Abstract
Funding Acknowledgements
Type of funding sources: None.
Introduction
Pericoronary adipose tissue, due to its proximity to coronary arteries, has been proposed contribute to the progression of coronary atherosclerosis.
Purpose
The aim of this study was to evaluate the prognostic value of pericoronary fat thickness (PCFT), coronary artery calcium (CAC) score and myocardial perfusion reserve (MPR) by hybrid 82Rubidium (82Rb) PET/CT imaging in patients with suspected coronary artery disease (CAD) and normal myocardial perfusion imaging (MPI).
Methods
A total of 640 patients without overt CAD and with normal rest-stress 82Rb PET/CT MPI were studied. PCFT was calculated on CT images as the maximum fat thickness (mm) between heart surface and visceral epicardium surrounding the main coronary arteries. CAC score was categorized as 0, <400 or ≥400. MPR was considered reduced when <2. Endpoints events were cardiac death, nonfatal myocardial infarction and coronary revascularization.
Results
During a follow-up of 42 ± 13 months, 29 events occurred (cumulative event rate 5%). Patients with events were older (66 ± 13 vs. 60 ± 13 years, p < 0.01), had higher PCFT (13 ± 2 vs 11 ± 2 mm, p < 0.001), higher prevalence of CAC score ≥400 (48% vs. 21%, p < 0.01), and lower MPR (2.1 ± 0.7 vs. 2.7 ± 0.7, p < 0.001) compared to those without. A higher prevalence of MPR <2 was observed in patients with events (48% vs. 18, p < 0.001) compared to those without. Patients with reduced MPR had higher PCFT compared to those with normal MPR (12 ± 2 vs. 11 ± 1 mm, p < 0.01).

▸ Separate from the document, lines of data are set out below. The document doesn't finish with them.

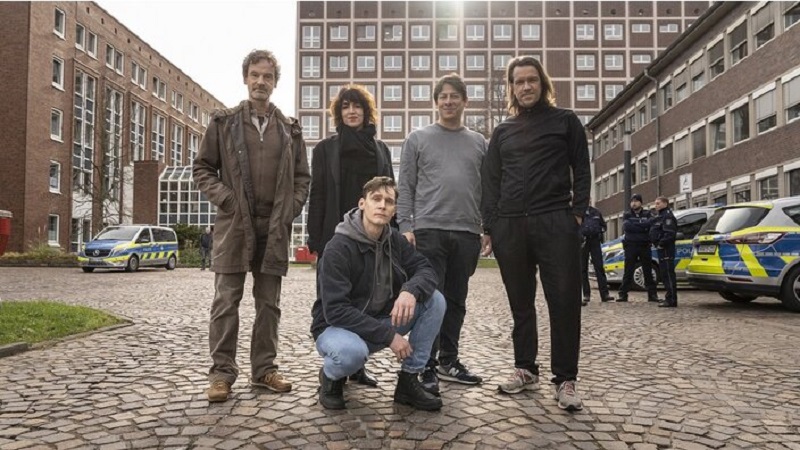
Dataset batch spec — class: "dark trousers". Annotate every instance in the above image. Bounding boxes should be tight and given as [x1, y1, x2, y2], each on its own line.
[657, 244, 678, 305]
[492, 210, 581, 384]
[414, 229, 481, 367]
[581, 236, 608, 299]
[619, 242, 658, 299]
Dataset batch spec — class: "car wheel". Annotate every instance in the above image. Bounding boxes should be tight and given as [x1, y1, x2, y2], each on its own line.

A PCFT value of 11.2 mm was the best trade-off between sensitivity and specificity to detect a reduced MPR. Event rate was higher in patients above this threshold compared to those below (8% vs. 1.5%, p < 0.001). At Cox univariate analysis, age (p < 0.05), PCFT >11.2 mm (p < 0.001), CAC score ≥400 (p < 0.01), and MPR <2 (p < 0.001) were predictors of events. At multivariate analysis, only PCFT >11.2 mm and MPR <2 were independent predictors of events (both p < 0.01). At incremental analysis, adding PCFT >11.2 to a model including clinical data and MPR <2 increased the global chi-square from 26 to 35 (p < 0.01). Classification tree analysis produced 3 terminal groups. For patients with MPR <2, no further split was needed (event rate 12% vs. 3%, p < 0.001). On the contrary, patients with MPR ≥2 were further stratified by PCFT (event rate 7% in patients with and 0.3% in those without (p < 0.001) PCFT >11.2.
Conclusions
In patients with suspected CAD and normal stress MPI, coronary vascular dysfunction and high PCFT are associated with increased cardiac risk. PCFT could help in identifying patients at higher risk of events. Combined evaluation of anatomical and functional vascular abnormalities by 82Rb PET/CT might allow a better risk stratification.